Dendrolaelaps quadrisetus and T. polytricha were the most abundant and frequent mite species, together accounting for almost 85% of the total mites identified (Table 1). The less abundant (subresidual) and frequent (accidental) species were H. piceae, U. vinicolora and P. fiseri. Phoresy rates indicate a significant effect of collection date (df = 19, f = 2.658, p < 0.001), but no effect of phoretic mites on male and female beetles (df = 1, f = 1.367, p = 0.740), even though some differences were noticed at the end of the beetle flight season (Figure 1).

Figure 1

Phoresy of mites on males and females of I. typographus.

Of all of collected beetles with mites, 85.5% of beetles had one mite species, 13.5% had two mite species, and 1% carried 3 species. For beetles with only one species, 43.2% had (only) D. quadrisetus; 28.4% had T. polytricha; 13.4% had one of the two Uroobovella species and 0.5% had H. piceae.

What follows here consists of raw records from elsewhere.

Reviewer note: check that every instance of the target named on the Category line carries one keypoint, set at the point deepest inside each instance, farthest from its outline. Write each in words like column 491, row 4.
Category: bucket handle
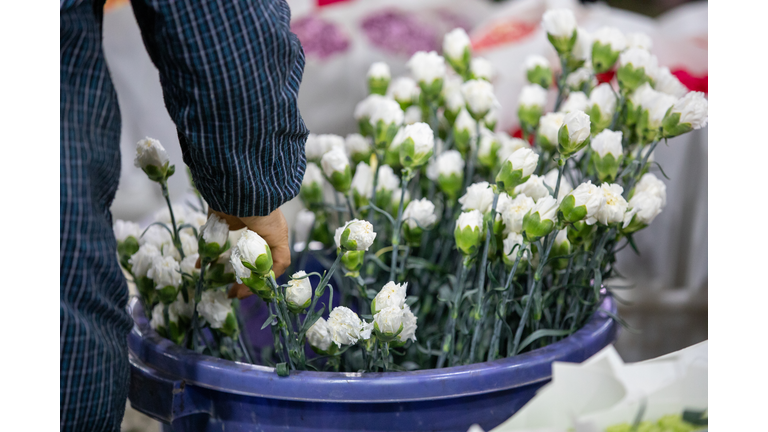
column 163, row 397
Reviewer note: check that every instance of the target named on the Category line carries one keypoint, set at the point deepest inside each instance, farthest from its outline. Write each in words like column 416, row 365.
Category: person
column 230, row 72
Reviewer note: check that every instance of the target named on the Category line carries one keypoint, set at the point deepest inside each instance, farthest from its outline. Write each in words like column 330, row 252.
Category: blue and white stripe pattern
column 230, row 72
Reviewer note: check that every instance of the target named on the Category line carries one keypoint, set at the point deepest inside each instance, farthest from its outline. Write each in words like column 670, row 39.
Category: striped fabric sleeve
column 230, row 72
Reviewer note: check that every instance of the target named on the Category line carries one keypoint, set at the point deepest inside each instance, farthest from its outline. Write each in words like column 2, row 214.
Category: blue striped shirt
column 230, row 72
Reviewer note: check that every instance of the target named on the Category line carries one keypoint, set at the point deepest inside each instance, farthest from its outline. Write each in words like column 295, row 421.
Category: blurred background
column 665, row 302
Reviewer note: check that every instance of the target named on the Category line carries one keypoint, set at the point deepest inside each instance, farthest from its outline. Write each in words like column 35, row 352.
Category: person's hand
column 274, row 230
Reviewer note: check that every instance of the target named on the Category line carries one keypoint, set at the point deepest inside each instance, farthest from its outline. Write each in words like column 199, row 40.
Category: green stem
column 404, row 179
column 479, row 316
column 493, row 351
column 176, row 239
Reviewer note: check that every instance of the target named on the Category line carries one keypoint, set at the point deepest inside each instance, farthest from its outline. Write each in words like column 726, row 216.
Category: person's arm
column 230, row 72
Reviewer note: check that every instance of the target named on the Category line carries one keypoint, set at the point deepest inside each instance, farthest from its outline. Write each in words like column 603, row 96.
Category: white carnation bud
column 387, row 111
column 513, row 214
column 420, row 214
column 479, row 97
column 508, row 145
column 150, row 153
column 334, row 161
column 345, row 326
column 189, row 263
column 409, row 325
column 356, row 235
column 412, row 115
column 388, row 180
column 479, row 196
column 614, row 207
column 391, row 295
column 471, row 219
column 404, row 90
column 214, row 307
column 583, row 203
column 446, row 163
column 165, row 272
column 142, row 260
column 693, row 109
column 649, row 183
column 607, row 142
column 319, row 335
column 533, row 187
column 576, row 101
column 124, row 229
column 299, row 292
column 388, row 321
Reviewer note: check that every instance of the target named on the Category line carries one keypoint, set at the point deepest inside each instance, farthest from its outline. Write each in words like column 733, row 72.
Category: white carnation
column 578, row 126
column 533, row 187
column 389, row 320
column 576, row 101
column 299, row 291
column 420, row 213
column 124, row 229
column 482, row 69
column 214, row 307
column 604, row 97
column 391, row 295
column 693, row 109
column 479, row 96
column 614, row 207
column 479, row 196
column 549, row 126
column 446, row 163
column 607, row 142
column 514, row 213
column 345, row 326
column 472, row 219
column 149, row 152
column 409, row 325
column 142, row 260
column 426, row 66
column 165, row 272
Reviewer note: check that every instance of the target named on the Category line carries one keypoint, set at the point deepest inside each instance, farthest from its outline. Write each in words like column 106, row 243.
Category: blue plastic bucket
column 193, row 392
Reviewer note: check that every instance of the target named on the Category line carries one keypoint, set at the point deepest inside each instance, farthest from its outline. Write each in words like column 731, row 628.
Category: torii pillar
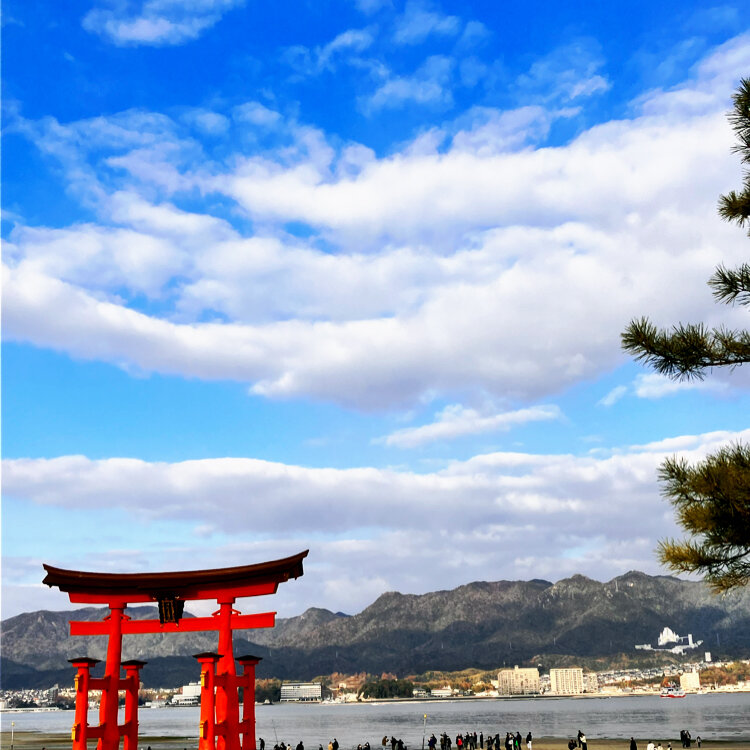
column 171, row 591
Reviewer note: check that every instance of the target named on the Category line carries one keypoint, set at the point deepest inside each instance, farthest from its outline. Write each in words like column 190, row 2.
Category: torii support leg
column 110, row 733
column 207, row 729
column 132, row 684
column 247, row 682
column 80, row 731
column 227, row 701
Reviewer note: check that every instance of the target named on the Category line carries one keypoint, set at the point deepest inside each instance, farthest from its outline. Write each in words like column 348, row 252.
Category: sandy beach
column 39, row 740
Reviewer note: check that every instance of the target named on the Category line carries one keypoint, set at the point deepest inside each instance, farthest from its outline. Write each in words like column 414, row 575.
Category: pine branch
column 687, row 350
column 731, row 285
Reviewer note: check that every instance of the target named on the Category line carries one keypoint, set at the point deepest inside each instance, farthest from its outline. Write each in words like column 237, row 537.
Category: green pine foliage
column 712, row 498
column 712, row 503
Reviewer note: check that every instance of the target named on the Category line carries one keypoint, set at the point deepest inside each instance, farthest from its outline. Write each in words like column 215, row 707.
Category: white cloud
column 456, row 421
column 345, row 47
column 263, row 510
column 428, row 85
column 565, row 74
column 653, row 385
column 417, row 22
column 613, row 396
column 155, row 22
column 467, row 261
column 256, row 114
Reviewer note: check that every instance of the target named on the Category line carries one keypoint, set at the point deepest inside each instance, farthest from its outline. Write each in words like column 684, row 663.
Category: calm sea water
column 713, row 717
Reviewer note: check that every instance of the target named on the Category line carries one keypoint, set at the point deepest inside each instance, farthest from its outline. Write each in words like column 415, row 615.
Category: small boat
column 672, row 691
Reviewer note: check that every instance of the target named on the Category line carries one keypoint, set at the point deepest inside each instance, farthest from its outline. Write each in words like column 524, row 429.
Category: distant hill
column 482, row 625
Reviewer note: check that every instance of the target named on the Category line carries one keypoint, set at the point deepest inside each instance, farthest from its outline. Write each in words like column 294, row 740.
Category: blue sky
column 351, row 275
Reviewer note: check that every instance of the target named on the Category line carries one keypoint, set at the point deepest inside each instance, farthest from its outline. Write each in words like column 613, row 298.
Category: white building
column 590, row 682
column 518, row 681
column 301, row 691
column 189, row 695
column 690, row 681
column 445, row 692
column 566, row 681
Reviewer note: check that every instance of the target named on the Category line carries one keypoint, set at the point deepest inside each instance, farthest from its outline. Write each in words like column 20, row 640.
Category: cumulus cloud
column 346, row 47
column 418, row 21
column 613, row 396
column 469, row 260
column 478, row 509
column 155, row 22
column 457, row 421
column 653, row 386
column 428, row 85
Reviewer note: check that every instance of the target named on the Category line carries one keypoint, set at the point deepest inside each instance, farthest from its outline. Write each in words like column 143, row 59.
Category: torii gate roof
column 245, row 580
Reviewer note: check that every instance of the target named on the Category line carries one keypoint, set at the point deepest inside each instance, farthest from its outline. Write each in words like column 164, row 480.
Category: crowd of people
column 685, row 738
column 474, row 741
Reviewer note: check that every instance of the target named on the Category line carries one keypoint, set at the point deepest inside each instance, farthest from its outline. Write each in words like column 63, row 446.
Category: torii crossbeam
column 220, row 723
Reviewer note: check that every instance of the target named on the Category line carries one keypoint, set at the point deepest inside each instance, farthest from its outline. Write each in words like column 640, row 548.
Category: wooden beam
column 186, row 625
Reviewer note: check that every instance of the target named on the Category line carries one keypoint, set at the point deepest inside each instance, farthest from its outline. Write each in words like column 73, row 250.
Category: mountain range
column 484, row 625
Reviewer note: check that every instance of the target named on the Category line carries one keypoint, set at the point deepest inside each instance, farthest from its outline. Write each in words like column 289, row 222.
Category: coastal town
column 698, row 677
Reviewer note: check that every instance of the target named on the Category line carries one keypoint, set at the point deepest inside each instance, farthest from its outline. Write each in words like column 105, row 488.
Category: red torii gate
column 220, row 724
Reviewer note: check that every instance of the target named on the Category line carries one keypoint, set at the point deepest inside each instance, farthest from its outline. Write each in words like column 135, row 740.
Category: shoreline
column 33, row 740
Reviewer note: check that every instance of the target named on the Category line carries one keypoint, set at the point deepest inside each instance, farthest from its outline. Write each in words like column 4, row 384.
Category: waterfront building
column 445, row 692
column 518, row 681
column 690, row 681
column 301, row 692
column 566, row 681
column 189, row 695
column 590, row 682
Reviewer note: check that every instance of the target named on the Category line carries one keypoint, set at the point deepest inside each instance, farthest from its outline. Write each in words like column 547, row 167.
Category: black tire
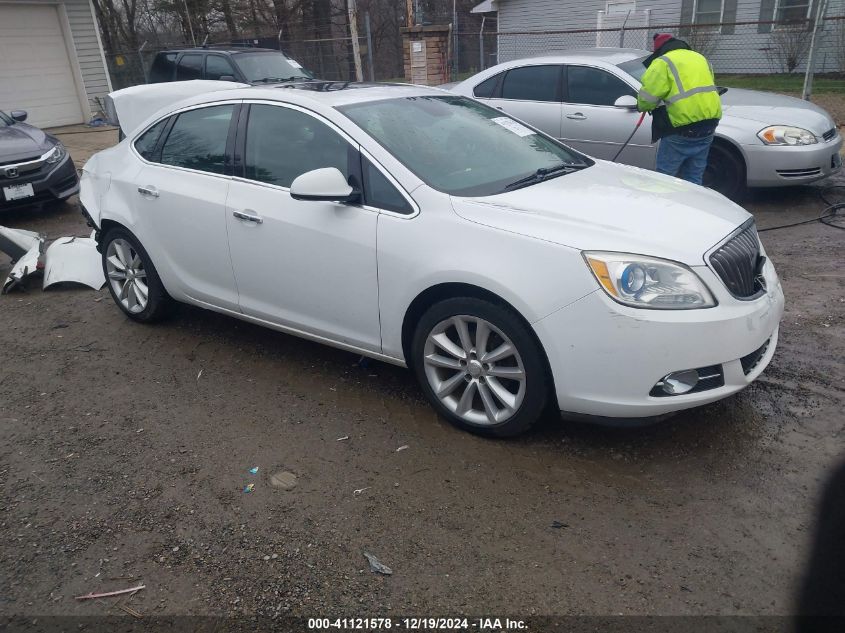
column 725, row 171
column 537, row 383
column 159, row 303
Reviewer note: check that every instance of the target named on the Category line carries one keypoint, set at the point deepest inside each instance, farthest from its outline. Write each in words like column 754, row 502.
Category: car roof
column 221, row 49
column 327, row 93
column 608, row 54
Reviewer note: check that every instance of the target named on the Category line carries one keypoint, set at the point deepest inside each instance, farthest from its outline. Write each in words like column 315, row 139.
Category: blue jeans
column 683, row 156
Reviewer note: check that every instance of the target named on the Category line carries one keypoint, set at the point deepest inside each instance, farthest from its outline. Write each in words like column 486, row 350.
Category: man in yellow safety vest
column 678, row 89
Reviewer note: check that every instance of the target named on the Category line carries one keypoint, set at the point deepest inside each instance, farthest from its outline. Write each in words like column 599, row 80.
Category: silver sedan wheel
column 127, row 276
column 474, row 370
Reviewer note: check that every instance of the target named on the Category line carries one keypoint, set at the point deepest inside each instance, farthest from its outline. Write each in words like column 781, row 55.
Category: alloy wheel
column 475, row 370
column 127, row 276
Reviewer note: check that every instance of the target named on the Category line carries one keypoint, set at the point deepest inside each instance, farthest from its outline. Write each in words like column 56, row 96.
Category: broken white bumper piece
column 24, row 248
column 74, row 260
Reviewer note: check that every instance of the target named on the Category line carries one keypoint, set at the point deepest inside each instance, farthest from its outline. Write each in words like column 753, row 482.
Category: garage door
column 35, row 73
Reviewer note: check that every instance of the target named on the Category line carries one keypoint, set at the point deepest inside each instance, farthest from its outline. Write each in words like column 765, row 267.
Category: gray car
column 34, row 166
column 587, row 99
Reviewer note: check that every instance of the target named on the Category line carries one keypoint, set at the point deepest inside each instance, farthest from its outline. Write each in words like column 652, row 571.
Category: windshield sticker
column 513, row 126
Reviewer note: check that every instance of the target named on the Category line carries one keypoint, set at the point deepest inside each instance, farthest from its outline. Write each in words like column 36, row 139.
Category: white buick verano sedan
column 426, row 229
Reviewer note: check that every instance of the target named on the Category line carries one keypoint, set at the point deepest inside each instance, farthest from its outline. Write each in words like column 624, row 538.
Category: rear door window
column 593, row 86
column 189, row 67
column 532, row 83
column 217, row 66
column 163, row 67
column 198, row 139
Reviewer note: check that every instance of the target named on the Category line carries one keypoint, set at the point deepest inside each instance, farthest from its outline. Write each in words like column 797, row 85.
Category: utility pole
column 811, row 57
column 190, row 24
column 353, row 32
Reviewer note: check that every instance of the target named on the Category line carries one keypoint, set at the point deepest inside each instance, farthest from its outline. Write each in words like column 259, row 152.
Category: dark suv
column 245, row 65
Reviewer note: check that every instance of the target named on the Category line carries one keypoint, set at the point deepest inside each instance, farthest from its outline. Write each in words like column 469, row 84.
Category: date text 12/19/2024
column 491, row 625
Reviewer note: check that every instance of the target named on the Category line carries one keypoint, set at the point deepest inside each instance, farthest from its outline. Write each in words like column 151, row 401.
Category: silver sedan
column 586, row 98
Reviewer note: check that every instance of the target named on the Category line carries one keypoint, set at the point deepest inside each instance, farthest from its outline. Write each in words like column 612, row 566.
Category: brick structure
column 426, row 52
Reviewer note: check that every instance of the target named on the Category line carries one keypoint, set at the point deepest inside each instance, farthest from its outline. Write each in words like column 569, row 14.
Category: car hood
column 768, row 108
column 613, row 207
column 21, row 141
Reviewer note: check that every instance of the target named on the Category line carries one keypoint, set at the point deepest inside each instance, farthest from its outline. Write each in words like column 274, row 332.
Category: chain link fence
column 732, row 47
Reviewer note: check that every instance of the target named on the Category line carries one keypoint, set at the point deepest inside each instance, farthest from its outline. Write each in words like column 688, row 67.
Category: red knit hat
column 660, row 39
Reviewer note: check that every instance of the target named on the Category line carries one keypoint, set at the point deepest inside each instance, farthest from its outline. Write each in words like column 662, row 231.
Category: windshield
column 634, row 67
column 457, row 145
column 273, row 66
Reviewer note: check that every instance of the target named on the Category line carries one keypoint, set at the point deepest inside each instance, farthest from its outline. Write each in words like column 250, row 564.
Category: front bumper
column 57, row 183
column 778, row 166
column 607, row 358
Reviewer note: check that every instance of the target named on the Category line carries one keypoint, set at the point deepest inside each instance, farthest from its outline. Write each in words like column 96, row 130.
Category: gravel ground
column 126, row 448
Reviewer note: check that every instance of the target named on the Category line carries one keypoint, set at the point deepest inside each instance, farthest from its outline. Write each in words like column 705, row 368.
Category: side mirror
column 627, row 102
column 325, row 185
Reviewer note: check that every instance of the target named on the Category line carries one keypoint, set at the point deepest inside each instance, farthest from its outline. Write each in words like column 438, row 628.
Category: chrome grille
column 738, row 263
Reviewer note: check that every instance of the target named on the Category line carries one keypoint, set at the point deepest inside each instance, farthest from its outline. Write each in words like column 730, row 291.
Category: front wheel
column 480, row 367
column 133, row 281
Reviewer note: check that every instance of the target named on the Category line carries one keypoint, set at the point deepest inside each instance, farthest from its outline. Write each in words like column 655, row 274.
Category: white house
column 52, row 60
column 745, row 43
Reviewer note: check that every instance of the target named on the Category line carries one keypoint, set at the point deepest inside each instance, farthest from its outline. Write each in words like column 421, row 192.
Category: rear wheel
column 725, row 171
column 133, row 281
column 480, row 367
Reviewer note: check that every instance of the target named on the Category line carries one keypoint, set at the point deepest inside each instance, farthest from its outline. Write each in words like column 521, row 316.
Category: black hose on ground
column 829, row 214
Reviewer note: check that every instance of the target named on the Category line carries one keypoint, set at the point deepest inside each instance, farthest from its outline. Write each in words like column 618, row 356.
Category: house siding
column 86, row 45
column 741, row 52
column 89, row 51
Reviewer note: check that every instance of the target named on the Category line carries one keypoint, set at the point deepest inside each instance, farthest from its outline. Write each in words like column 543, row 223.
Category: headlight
column 648, row 282
column 57, row 154
column 786, row 135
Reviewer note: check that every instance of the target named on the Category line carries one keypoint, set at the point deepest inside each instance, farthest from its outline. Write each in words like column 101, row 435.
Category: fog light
column 679, row 382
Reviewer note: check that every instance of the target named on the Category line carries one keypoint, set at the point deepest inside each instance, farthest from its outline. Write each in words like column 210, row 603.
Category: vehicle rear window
column 485, row 89
column 217, row 66
column 593, row 86
column 198, row 139
column 190, row 67
column 532, row 83
column 162, row 68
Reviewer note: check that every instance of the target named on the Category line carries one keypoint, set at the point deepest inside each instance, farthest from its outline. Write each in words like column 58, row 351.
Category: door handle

The most frequent phoretic mite combinations were those of D. quadrisetus and T. polytricha (6.4% of beetles with mites), and T. polytricha and U. ipidis (4.1% of beetles with mites).

3.2. Location of Phoretic Mites on the Beetles’ Body

Most phoretic mites were located under the beetles’ elytra. Other locations, such as the thorax (prothorax and metathorax), recorded 26.7% of the mites, the elytral declivity had 25.8% of mites, whilst the smallest number of mites, 0.7%, was from the ventral abdomen (Table 2).

Table 2

Distribution of mites on the bodies of Ips typographus beetles.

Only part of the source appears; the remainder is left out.